Metadata-Version: 2.1
Name: pii-inference
Version: 0.1.1
Summary: Python bindings for privacy-filter.cpp — fast GGML PII/NER token classification
Keywords: pii,ner,ggml,privacy,token-classification
Author: Liferaft
License: MIT
Classifier: Development Status :: 3 - Alpha
Classifier: Intended Audience :: Developers
Classifier: Programming Language :: Python :: 3
Classifier: Programming Language :: Python :: 3.12
Classifier: Programming Language :: C++
Classifier: License :: OSI Approved :: MIT License
Classifier: Operating System :: POSIX :: Linux
Classifier: Operating System :: MacOS
Classifier: Topic :: Scientific/Engineering :: Artificial Intelligence
Classifier: Topic :: Text Processing :: Linguistic
Project-URL: Homepage, https://github.com/solipsy/pii-inference
Project-URL: Repository, https://github.com/solipsy/pii-inference
Project-URL: Issues, https://github.com/solipsy/pii-inference/issues
Project-URL: Upstream, https://github.com/localai-org/privacy-filter.cpp
Requires-Python: >=3.12
Description-Content-Type: text/markdown

# privacy-filter

> Fast PII/NER detection for Python — thin bindings over [`privacy-filter.cpp`](https://github.com/localai-org/privacy-filter.cpp), a minimal GGML inference engine for OpenAI's privacy-filter token-classification models.
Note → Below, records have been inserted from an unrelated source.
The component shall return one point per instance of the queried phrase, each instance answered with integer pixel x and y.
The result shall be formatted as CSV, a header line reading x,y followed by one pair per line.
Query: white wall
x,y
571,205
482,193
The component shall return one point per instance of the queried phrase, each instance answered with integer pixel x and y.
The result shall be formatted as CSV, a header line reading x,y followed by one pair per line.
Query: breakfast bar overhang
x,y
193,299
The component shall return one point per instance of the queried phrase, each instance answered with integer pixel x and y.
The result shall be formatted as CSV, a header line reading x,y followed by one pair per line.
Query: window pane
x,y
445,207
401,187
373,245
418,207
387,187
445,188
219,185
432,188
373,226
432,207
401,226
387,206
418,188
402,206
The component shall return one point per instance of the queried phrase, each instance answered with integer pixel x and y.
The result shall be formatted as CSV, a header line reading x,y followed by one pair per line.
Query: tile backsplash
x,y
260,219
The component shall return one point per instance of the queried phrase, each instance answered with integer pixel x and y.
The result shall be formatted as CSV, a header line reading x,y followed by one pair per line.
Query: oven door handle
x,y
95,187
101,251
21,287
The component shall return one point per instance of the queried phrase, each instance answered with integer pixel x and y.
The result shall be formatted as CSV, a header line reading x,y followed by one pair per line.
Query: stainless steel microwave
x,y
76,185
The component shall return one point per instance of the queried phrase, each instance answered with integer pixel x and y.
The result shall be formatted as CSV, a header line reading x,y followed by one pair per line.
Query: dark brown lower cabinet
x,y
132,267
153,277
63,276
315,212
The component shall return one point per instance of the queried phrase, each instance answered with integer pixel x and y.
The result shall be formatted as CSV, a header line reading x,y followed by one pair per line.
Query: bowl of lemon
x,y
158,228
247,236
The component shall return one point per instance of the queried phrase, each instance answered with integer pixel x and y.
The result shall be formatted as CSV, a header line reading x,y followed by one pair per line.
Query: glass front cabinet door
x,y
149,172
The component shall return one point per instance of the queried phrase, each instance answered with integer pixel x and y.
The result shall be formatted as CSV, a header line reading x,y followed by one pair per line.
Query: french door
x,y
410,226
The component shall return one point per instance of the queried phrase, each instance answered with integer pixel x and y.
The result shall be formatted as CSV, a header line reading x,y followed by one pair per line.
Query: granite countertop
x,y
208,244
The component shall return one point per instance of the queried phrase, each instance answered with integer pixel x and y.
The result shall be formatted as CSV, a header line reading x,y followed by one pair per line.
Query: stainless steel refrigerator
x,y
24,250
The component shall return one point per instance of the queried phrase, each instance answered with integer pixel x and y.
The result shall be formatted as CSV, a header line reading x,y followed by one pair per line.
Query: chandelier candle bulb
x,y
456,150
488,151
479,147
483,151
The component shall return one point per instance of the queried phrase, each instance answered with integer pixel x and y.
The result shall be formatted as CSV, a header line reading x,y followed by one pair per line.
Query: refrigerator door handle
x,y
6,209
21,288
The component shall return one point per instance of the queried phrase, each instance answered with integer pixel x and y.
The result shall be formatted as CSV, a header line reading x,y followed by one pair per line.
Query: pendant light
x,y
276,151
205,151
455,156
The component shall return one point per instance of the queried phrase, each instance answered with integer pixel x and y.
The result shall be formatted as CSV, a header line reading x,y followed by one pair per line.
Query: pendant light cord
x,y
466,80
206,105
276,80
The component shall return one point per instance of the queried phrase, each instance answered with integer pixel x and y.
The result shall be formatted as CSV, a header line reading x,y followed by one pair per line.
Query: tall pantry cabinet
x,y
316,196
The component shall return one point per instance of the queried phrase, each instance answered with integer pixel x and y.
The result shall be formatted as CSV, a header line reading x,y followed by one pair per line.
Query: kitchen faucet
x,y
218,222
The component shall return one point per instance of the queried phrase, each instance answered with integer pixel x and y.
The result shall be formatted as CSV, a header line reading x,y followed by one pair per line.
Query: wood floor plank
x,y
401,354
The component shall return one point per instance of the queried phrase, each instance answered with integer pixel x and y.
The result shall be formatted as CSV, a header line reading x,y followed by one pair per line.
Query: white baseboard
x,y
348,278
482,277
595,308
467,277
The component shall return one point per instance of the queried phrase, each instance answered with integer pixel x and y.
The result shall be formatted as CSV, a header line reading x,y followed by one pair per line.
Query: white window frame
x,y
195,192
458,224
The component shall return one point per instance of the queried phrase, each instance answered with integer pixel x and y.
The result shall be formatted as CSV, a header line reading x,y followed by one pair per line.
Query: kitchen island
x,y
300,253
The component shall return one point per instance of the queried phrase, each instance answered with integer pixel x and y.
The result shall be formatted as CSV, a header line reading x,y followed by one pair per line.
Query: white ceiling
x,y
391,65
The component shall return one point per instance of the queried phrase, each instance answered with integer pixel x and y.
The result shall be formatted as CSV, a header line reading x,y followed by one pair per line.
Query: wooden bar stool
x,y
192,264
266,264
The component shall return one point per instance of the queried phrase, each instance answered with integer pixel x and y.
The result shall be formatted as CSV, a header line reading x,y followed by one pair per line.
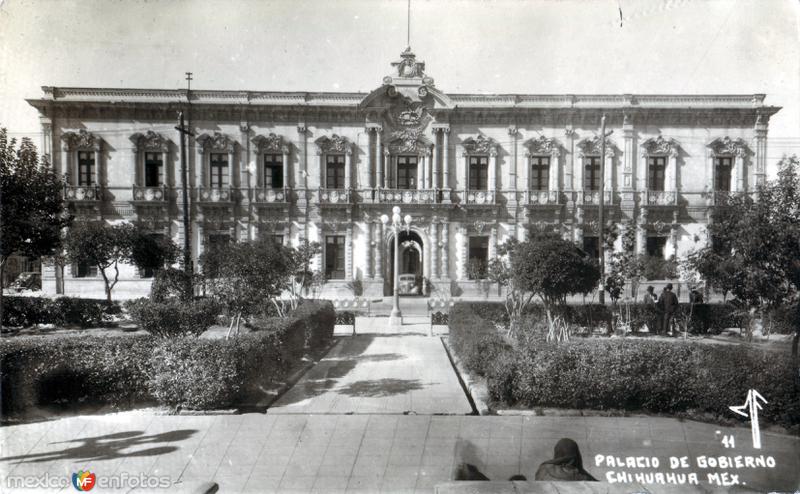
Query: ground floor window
x,y
655,246
478,257
591,245
334,257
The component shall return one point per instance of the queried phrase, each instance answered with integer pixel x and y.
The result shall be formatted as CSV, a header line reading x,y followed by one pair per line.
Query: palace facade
x,y
472,170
[![Wheels](https://github.com/solipsy/pii-inference/actions/workflows/wheels.yml/badge.svg)](https://github.com/solipsy/pii-inference/actions/workflows/wheels.yml)
[![Python](https://img.shields.io/badge/python-3.12%2B-blue.svg)](https://www.python.org/)
[![License: MIT](https://img.shields.io/badge/license-MIT-green.svg)](LICENSE)
[![Platforms](https://img.shields.io/badge/platforms-Linux%20x86__64%20%7C%20macOS%20arm64-lightgrey.svg)](#installation)
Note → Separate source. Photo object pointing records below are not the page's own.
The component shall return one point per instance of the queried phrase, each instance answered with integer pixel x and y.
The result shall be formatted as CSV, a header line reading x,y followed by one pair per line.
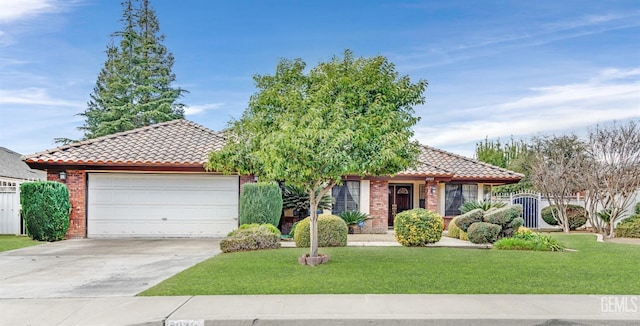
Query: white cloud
x,y
195,109
13,10
613,94
34,96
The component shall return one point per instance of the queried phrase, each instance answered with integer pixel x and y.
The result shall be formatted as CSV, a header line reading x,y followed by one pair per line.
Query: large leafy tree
x,y
347,116
133,88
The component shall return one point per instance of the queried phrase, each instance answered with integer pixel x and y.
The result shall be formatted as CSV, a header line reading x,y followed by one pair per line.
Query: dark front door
x,y
400,199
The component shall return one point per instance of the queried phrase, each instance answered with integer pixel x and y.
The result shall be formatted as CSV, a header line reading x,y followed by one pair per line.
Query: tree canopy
x,y
133,88
347,116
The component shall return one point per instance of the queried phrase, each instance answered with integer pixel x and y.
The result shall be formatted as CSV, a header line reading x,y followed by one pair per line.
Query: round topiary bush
x,y
483,232
418,227
453,231
332,232
576,214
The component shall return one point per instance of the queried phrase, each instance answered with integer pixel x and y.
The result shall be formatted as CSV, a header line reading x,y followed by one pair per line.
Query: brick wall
x,y
76,184
379,205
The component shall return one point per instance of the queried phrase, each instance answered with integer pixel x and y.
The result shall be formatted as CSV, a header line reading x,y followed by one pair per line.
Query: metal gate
x,y
530,202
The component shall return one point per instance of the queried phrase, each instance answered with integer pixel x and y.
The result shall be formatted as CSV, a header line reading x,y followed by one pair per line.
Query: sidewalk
x,y
326,310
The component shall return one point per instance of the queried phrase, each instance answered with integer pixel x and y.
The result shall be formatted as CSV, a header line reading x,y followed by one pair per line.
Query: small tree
x,y
556,171
348,116
613,173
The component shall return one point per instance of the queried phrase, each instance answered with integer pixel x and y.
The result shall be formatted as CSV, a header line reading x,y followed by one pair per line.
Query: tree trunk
x,y
313,224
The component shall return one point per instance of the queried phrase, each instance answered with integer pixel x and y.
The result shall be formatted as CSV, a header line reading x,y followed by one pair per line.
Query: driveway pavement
x,y
97,267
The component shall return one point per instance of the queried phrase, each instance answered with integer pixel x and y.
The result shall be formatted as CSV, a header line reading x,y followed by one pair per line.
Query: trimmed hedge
x,y
483,232
453,231
332,232
418,227
46,209
251,237
576,215
465,220
260,203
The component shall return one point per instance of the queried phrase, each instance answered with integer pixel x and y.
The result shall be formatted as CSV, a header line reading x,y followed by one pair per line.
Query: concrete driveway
x,y
98,267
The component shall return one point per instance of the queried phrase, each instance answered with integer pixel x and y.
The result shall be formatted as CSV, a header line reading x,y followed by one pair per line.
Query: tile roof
x,y
11,166
173,143
435,162
185,143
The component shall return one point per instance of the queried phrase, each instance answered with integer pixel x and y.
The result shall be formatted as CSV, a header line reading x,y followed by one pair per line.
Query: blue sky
x,y
495,68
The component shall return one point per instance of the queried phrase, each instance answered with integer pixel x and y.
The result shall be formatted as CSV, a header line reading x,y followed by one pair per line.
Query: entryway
x,y
400,199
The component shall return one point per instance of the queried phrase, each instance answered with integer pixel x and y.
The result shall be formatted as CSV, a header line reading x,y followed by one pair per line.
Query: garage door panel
x,y
161,205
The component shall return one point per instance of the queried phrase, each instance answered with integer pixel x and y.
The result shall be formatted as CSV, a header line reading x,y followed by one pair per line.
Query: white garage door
x,y
161,205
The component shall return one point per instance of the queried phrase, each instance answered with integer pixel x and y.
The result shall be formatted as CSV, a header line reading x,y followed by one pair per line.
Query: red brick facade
x,y
76,183
379,205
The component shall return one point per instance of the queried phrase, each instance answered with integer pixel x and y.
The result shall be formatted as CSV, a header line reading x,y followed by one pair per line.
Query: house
x,y
151,182
13,172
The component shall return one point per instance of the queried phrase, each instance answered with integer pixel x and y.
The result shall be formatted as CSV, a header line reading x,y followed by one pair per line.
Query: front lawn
x,y
596,268
10,242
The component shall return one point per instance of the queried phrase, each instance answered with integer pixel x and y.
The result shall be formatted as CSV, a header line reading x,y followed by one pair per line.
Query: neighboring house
x,y
151,182
13,172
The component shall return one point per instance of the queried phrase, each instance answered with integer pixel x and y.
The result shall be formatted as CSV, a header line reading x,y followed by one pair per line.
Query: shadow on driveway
x,y
98,267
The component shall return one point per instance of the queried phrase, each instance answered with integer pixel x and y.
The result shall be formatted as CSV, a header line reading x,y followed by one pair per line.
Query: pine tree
x,y
134,88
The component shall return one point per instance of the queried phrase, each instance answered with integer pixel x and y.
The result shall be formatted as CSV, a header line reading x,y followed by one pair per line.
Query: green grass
x,y
596,268
10,242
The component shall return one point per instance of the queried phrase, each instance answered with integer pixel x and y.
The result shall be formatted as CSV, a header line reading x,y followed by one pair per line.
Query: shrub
x,y
629,227
483,232
465,220
418,227
453,229
354,217
260,203
46,209
332,232
270,227
297,199
292,232
251,237
464,236
527,240
485,205
576,215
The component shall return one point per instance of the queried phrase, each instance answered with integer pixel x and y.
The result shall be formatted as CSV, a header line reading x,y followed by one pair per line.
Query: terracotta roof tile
x,y
182,142
177,142
434,161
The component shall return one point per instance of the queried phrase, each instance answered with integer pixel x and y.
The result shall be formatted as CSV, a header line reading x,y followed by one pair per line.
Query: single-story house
x,y
151,182
13,172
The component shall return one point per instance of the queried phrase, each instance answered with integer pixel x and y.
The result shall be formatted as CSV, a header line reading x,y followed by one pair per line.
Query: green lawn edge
x,y
593,268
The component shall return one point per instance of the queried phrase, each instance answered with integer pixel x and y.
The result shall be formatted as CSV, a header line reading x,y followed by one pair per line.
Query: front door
x,y
400,199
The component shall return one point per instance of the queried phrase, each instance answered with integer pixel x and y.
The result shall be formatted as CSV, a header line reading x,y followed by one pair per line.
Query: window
x,y
456,195
346,197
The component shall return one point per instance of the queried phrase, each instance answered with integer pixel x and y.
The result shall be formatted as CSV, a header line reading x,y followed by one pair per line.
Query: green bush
x,y
483,232
45,208
354,217
453,231
332,232
465,220
418,227
629,227
528,241
270,227
251,237
508,218
260,203
485,205
576,215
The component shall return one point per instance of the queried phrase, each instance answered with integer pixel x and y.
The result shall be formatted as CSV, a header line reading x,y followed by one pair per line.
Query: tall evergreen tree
x,y
134,88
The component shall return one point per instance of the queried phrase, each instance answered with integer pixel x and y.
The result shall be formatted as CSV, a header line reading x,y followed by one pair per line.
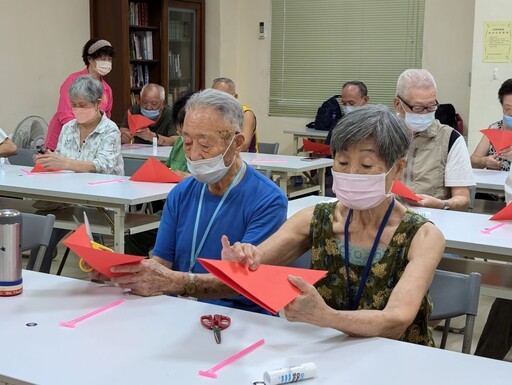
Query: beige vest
x,y
426,161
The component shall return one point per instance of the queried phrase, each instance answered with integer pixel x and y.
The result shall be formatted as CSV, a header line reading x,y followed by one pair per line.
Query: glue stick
x,y
290,374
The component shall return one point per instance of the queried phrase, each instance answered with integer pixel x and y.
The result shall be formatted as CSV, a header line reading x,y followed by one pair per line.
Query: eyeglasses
x,y
420,109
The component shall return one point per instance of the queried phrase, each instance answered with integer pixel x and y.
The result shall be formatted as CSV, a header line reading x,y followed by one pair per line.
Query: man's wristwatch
x,y
190,287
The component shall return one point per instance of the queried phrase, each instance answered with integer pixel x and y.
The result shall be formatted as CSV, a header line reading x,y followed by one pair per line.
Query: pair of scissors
x,y
95,245
216,323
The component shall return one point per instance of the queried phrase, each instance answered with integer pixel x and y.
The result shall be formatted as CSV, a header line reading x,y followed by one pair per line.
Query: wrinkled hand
x,y
147,278
426,201
145,133
308,307
241,252
126,136
51,160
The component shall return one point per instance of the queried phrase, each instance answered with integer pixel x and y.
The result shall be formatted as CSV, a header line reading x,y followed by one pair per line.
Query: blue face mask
x,y
508,120
151,114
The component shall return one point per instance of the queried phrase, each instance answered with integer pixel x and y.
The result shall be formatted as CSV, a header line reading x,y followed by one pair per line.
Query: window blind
x,y
318,45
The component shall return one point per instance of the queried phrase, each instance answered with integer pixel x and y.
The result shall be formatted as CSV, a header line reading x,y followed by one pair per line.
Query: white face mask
x,y
360,191
419,122
209,170
103,67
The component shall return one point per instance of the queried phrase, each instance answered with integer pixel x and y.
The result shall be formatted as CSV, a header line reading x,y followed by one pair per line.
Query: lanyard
x,y
195,253
354,305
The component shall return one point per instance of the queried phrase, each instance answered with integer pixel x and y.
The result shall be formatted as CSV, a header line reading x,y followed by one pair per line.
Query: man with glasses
x,y
438,165
152,105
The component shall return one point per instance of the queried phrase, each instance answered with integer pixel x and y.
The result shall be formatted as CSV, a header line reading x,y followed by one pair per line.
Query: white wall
x,y
484,106
41,44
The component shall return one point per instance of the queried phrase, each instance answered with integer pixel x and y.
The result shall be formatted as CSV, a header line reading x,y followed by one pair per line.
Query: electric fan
x,y
30,133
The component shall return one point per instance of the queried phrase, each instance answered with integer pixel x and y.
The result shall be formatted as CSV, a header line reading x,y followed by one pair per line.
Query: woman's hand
x,y
241,252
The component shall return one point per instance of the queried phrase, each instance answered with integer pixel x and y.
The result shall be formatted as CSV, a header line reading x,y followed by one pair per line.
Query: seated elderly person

Detect names, emails, phone numbers and other PII with **precise UTF-8 byte offsets**,
far faster than a stock Hugging Face Transformers pipeline. The upstream `pf` library and
`ggml` are statically linked into a single compiled extension via
[nanobind](https://github.com/wjakob/nanobind) +
[scikit-build-core](https://github.com/scikit-build/scikit-build-core), so an installed
wheel is fully self-contained.

## Features

- 🔎 **Entity spans with byte offsets** — every detection carries `start`/`end`/`score`/`label`.
- 🧩 **Merging & dedup helpers** — fold token-level spans into `PERSON` / `MONEY` / `ADDRESS` and collapse repeats.
- 🌍 **Multilingual** — works on non-ASCII text, offsets stay correct.
- 📦 **Self-contained wheels** — one `abi3` wheel per platform, no external `libggml` to locate.
- ⚡ **Releases the GIL** during inference; load a model once and reuse it.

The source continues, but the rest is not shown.